Un progetto di ricerca recentemente completato ha aggiunto una maggiore comprensione della “zona grigia” dell’esposizione al fumo.
Il progetto faceva parte di un programma coordinato di lavoro svolto in più siti. Ha testato l’ipotesi che i marcatori dell’esposizione al fumo misurati nell’uva possano fornire un’indicazione dei composti del fumo nel vino finito.
Il responsabile del progetto, Leigh Schmidtke, professore di enologia presso l’Istituto Gulbali della Charles Sturt University, ha dichiarato che, dopo l’incendio del 2020, era importante stabilire a quali livelli di esposizione al fumo fosse ancora possibile produrre vini accettabili, ovvero la “zona grigia” dell’esposizione al fumo.
La ricerca ha confermato che i marcatori dell’uva sono un’utile misura dell’esposizione al fumo e indicano in una certa misura i livelli di composti derivati dal fumo nel vino prodotto da uve con livelli di esposizione al fumo da bassi a moderati.

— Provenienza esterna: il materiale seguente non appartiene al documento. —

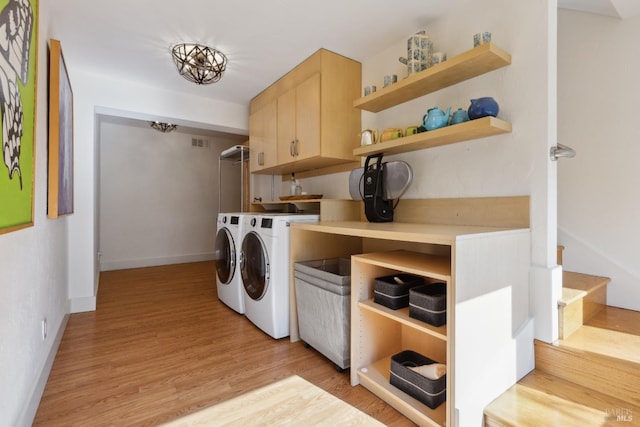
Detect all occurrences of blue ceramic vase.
[467,96,500,120]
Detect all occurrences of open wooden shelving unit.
[351,250,453,426]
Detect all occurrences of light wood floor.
[34,262,414,427]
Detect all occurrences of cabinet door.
[249,100,277,172]
[278,73,320,163]
[296,73,321,160]
[278,88,296,164]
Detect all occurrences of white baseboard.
[69,295,96,313]
[18,314,69,427]
[100,252,214,271]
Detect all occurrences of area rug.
[164,375,384,427]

È stata riscontrata una correlazione positiva tra i livelli dei marcatori dell’odore di fumo, in particolare la concentrazione di glicosidi totali, e le loro controparti nei vini finiti. Ciò dimostra che a livelli di esposizione al fumo da bassi a moderati, come misurato dai glicosidi fenolici nell’uva, esistono buone correlazioni per i corrispondenti marcatori del vino.
Il progetto ha inoltre confermato i risultati precedenti: applicando tecniche di vinificazione modificate per ridurre il contatto con le bucce e l’estrazione, è stato possibile ridurre la concentrazione dei composti marcatori dell’esposizione al fumo nel vino finale.
Questa tecnica si è rivelata particolarmente utile per i vini Chardonnay quando sono state ridotte le frazioni di pressatura, anche se lo Chardonnay ha un’intensità di frutto relativamente bassa; i risultati hanno dimostrato che con una vinificazione accorta, volta a ridurre il contatto con le bucce e le rese di pressatura, è possibile produrre vini accettabili, a condizione che il livello di esposizione ai fumi sia basso o al massimo moderato.
Tuttavia, i vini rosati non presentavano un grado di fruttuosità sufficiente a consentire un risultato enologico soddisfacente e presentavano caratteri di fumo evidenti, rispetto alle loro controparti da vino da tavola. Ciò era particolarmente evidente nei vini ottenuti da uve Pinot Nero. La produzione di vini di Pinot nero accettabili è stata difficile, indipendentemente dagli approcci di vinificazione e dal livello di glicosidi dell’uva e quindi dall’esposizione al fumo.
Questo risultato riflette la constatazione generale che i caratteri fruttati evidenti (ad esempio, i frutti rossi e scuri) tendono ad avere un effetto di mascheramento dell’aroma e del sapore di fumo nei vini ottenuti da uve prodotte con livelli bassi-moderati di esposizione al fumo.
Ciò significa che, oltre ai livelli di marcatori glicosidici dell’uva, i viticoltori devono capire come la composizione dell’uva – oltre ai composti derivati dal fumo e alle decisioni di vinificazione – influisca sul livello e sull’intensità degli aromi di frutta nel vino.
Le uve Shiraz con livelli di esposizione al fumo da bassi a moderati possono ancora produrre vini senza caratteri di fumo percepibili.
È importante notare che il responsabile del progetto ha dichiarato che i vini accettabili sono stati prodotti da uve che hanno conferito sufficienti aromi di frutta per bilanciare i composti derivati dal fumo.